The men had stopped talking, and she was losing her sense of how far away they were. She did not want to bump into them. She did not want to get too close. Her biggest advantage was Gage not knowing she was there. She moved slowly through what she thought was a small study into a wide living room. She held her gun in front of her in both hands, pointed at the floor. One set of French doors leading onto the wraparound front porch stood wide open. A trap? Had Gage heard her in the kitchen, and decided to lead her outside? To what advantage? They’d gone outside through the middle of three sets of French doors. There really wasn’t any place for Gage to hide and ambush her. He couldn’t know she was tracking him.

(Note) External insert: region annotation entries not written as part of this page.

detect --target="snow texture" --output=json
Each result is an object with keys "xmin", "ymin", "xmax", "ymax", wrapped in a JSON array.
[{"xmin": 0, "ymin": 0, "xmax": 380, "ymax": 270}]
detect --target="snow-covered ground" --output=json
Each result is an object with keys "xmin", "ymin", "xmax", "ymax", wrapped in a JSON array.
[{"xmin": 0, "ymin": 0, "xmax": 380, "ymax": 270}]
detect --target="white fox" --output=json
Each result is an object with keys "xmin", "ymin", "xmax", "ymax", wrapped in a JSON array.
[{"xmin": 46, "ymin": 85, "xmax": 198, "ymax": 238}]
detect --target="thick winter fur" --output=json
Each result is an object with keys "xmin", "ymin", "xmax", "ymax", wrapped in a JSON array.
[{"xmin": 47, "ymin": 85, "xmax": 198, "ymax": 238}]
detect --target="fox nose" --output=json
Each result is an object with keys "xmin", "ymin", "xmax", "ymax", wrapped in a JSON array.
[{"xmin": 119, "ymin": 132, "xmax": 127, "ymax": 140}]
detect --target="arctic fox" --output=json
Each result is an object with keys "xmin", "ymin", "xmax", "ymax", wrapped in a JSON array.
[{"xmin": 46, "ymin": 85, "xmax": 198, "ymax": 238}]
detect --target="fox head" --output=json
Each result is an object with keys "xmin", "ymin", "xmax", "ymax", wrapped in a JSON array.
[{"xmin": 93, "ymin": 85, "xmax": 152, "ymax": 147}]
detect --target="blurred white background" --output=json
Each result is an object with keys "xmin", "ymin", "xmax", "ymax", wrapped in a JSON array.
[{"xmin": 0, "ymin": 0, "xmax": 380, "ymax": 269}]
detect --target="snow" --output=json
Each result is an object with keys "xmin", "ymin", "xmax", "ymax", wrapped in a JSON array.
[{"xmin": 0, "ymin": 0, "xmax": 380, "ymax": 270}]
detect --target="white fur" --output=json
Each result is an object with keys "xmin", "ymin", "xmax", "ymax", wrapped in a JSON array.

On the porch in front of her, Maureen could see the motionless silhouettes of Heath’s rocking chairs. She listened for footfalls. Nothing. She moved into the doorway, crouched behind one of the rocking chairs. It wasn’t much cover, but the darkness that Gage wanted for himself could help her, too.
She scanned the front yard. Nothing in the yard but the black shape of the barbecue. She looked beyond the grill, peering into the darkness under the huge live oaks that bordered the park. The branches grew so large and hung so low to the ground that ten men could hide under them. She strained to see a different shade of darkness, a lighter or darker shadow. She considered retreating into the house. If Gage and Heath had gone deep into the park, there was no way Maureen could track them by herself. She’d be letting them get away. How would she ever explain herself? How would she live with herself if she let Gage get away to kill again?